43. La sévérité de l'action
éthique qu'on applique à une scientologue montrant un comportement
inorthodoxe dépend du degré de la faute par rapport aux idéaux
scientologues. Elle augmente jusqu'à ce que la personne revienne
dans le système et qu'elle démontre à nouveau "la
façon scientologue correcte de penser".
44. Par exemple, un étudiant décide d'aller jouer
au basket ce jour-là, plutôt que venir au cours. Il est probable
que le superviseur de cours se contentera de le lui faire remarquer, et
de chercher "ce qu'il n'a pas comrpis dans les matériaux du cours".
Si cela ne fait pas changer l'étudiant d'attitude et qu'il ne s'excuse
pas, le superviseur l'enverra probablement en éthique. (L'éthique
est aussi le lieu où des 'officiuers d'éthique' administrent
les procédures d'éthique).
45. Une fois le scientologue en éthique, un ou plusieurs officiers
d'éthique l'interrogent jusqu'à satisfaction concernant l'élimination
de la façon de penser incorrecte.
46. Par exemple, l'officier d'éthique laissera l'étudiant
exprimer son point de vue et donner les raisons qui l'ont poussé
à choisir le basket au lieu du cours et lira le rapport du superviseur
de cours. Il demandera alors à l'étudiant dans "quelle condition"[éthique]
il se croit.
47. Il existe en scientologie 10 "conditions d'existence". Une personne
se trouvera toujours dans l'une d'elles. Il faut alors suivre des étapes
précises menant de cette condition à la condition du dessus.
Les noms des conditions en question:
- confusion - trahison - ennemi - doute - risque
[risque que l'on fait encourir aux autres, ndt] -
danger - urgence - normal - affluence - puissance. [auxquelles
s'ajoute une condition neutre 'de démarrage', la condition de non-existence,
ndt]
48. Si l'étudiant ne peut voir pourquoi il aurait dû faire
une des conditions basses et si l'officier d'éthique ne peut le
convaincre, même en le dénigrant, en l'intimidant et en l'accusant,
il ordonnera à l'étudiant d'écrire toutes les exactions
que celui-ci aurait commises, en particulier en scientologie. On croit,
en scientologie, que la personne offre d'autant plus de résistance
à suivre les règles de reconditionnement éthique du
mental qu'elle a commis d'actes nuisibles , en particulier des actes hostiles
dirigés contre la scientologie. (L'accomplissement des étapes
des conditions éthique lui fera prendre la décision de ne
plus jamais jouer au basket ou à quoi que ce soit, si elle est supposée
aller sur les cours scientologiques.)
49. Si l'étudiant récalcitrant refuse d'écrire
ses exactions, l'officier d'éthique ordonnera qu'il reçoive
une "vérification de sécurité", c'est à dire
qu'on lui posera une série de questions sous diverses formes pour
savoir quels exactions il a commises. Lors de cette vérification,
l'étudiant est branché sur l'électromètre [sorte
de détecteur de mensonges] afin de pouvoir mesurer ses réactions
physiques. La personne qui effectue cette vérification est entraînée
à mettre à jour ces exactions.
50.Si tout va bien, il est probable que l'étudiant ressentira
quelque soulagement de s'être débarrassé de ces exactions.
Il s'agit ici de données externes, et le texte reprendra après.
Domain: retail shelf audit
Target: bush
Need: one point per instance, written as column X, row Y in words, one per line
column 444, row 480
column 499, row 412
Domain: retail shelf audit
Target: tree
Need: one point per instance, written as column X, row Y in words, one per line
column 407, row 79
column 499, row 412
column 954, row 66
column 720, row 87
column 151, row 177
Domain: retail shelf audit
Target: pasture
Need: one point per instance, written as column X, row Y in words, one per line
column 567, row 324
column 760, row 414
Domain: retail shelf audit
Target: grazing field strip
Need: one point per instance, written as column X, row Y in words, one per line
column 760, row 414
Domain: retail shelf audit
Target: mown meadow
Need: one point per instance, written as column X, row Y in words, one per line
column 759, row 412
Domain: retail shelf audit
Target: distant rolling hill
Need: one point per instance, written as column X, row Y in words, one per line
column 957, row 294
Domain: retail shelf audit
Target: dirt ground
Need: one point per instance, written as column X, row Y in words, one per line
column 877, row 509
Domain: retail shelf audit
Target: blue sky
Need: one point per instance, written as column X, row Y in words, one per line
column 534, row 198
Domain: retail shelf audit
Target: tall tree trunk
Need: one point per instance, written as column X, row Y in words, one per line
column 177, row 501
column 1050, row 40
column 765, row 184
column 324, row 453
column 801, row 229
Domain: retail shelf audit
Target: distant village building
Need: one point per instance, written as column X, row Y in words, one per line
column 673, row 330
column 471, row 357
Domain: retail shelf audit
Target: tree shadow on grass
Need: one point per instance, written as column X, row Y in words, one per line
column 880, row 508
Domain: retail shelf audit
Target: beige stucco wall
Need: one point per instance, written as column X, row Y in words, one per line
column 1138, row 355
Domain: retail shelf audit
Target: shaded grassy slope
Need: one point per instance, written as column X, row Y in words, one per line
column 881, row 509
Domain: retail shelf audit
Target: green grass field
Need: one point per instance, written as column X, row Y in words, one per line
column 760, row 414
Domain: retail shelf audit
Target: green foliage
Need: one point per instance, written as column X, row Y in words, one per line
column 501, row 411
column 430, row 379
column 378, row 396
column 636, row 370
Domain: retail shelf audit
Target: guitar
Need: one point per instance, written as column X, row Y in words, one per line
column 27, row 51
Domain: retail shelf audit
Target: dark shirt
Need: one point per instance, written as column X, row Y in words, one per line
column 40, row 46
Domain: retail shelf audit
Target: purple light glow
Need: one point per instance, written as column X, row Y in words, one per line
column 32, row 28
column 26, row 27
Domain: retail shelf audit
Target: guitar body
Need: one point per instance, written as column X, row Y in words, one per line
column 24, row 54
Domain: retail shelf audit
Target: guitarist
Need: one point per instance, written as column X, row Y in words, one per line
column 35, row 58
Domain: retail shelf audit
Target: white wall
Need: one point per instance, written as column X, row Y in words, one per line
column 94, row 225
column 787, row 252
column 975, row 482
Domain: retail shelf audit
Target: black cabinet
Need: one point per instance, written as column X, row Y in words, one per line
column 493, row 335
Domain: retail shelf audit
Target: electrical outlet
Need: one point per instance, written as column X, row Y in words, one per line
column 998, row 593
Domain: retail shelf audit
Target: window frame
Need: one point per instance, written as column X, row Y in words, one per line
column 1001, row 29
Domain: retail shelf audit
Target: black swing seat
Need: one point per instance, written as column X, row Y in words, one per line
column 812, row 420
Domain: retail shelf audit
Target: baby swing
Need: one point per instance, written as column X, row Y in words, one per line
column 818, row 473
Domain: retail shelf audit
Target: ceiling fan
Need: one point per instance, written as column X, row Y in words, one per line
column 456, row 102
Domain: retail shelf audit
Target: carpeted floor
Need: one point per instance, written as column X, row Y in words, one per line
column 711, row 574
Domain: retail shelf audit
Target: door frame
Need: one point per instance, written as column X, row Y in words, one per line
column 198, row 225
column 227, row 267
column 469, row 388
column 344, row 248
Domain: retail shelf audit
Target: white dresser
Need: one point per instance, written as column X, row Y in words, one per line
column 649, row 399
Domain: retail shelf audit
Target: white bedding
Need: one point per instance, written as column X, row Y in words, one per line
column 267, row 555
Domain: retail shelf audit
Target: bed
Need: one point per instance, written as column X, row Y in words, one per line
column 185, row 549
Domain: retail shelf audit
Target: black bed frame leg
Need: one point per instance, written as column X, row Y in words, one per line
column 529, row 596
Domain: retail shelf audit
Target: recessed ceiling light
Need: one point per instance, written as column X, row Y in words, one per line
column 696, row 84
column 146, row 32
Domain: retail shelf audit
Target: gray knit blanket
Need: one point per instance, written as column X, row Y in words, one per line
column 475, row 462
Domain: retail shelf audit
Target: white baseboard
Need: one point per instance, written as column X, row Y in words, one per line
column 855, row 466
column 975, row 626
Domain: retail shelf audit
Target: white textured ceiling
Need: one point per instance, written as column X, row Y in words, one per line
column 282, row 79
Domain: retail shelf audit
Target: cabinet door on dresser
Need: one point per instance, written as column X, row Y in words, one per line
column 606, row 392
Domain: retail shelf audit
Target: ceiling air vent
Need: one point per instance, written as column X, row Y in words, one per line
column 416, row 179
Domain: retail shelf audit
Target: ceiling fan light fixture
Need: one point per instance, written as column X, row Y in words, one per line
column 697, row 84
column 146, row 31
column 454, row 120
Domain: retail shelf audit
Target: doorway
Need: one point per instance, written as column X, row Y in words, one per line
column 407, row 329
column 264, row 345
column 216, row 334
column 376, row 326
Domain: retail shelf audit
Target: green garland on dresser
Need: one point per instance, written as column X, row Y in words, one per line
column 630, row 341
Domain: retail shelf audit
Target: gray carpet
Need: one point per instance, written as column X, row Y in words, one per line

Il sera probablement prèt à coopérer avec les officiers
d'éthique et décidera vraisemblablement qu'il se trouvait
en condition de "doute".
51. Les étapes de la formule de la condition de doute vous poussent
à décider à quel groupe ou type de gens vous voulez
vous joindre, à l'exclusion d'autres groupes. L'étudiant
va devoir décider ici entre le groupe des scientologues et le groupe
de "ces irresponsables qui s'amusent simplement à jouer au basket
quand ils devraient se trouver en cours".
52. Les étapes effectuées pour aider la personne à
décider entre ces groupes consistent essentiellement à estimer
leur productivité et les intentions de chacun. Puis de rester ou
rejoindre le groupe qui fait "le plus grand bien au plus grand nombre de
gens", puis d'annoncer votre décision aux deux parties. Cela peut
être une simple note sur le tableau d'affichage disant que vous avez
décidé de vous joindre au groupe des scientologues et que
vous quittez celui des irresponsables qui... Puis vous faites tout ce qui
est en votre pouvoir pour améliorer les actions et statistiques
du groupe dont vous faites partie.
53. Comme vous le constatez d'après la façon dont
la formule est construite, tout scientologue va choisir la scientologie.
Notez bien que vous n'aurez qu'un seul des côtés à
choisir et que vous devrez exclure l'autre. Après avoir fait des
tonnes de ces formules de doute - ce qui est arrivé à tout
scientologue ancien - vous finissez par abandonner tout but et tendances
personnels antérieurs à la scientologie qui vous étaient
naturels, et vous passez tout votre temps et votre énergie sur la
scientologie.
54. Quand l'officier d'éthique estime que l'étudiant a
bien exécuté les étapes de la formule de doute et
qu'il a les bonnes réactions, il autorise l'étudiant à
passer à la condition supérieure, c'est à dire le
"risque".
55. Lors de la formule de risque, vous découvrez fondamentalement
'qui sont vos amis'. Il n'est pas étonnant que l'éthique
ne vous lâche pas tant que vous ne voyez pas alors que seuls les
scientologues sont vos amis. Les procédures éthiques scientologiques
vous demandent alors de "donner un coup réel aux ennemis de la scientologie"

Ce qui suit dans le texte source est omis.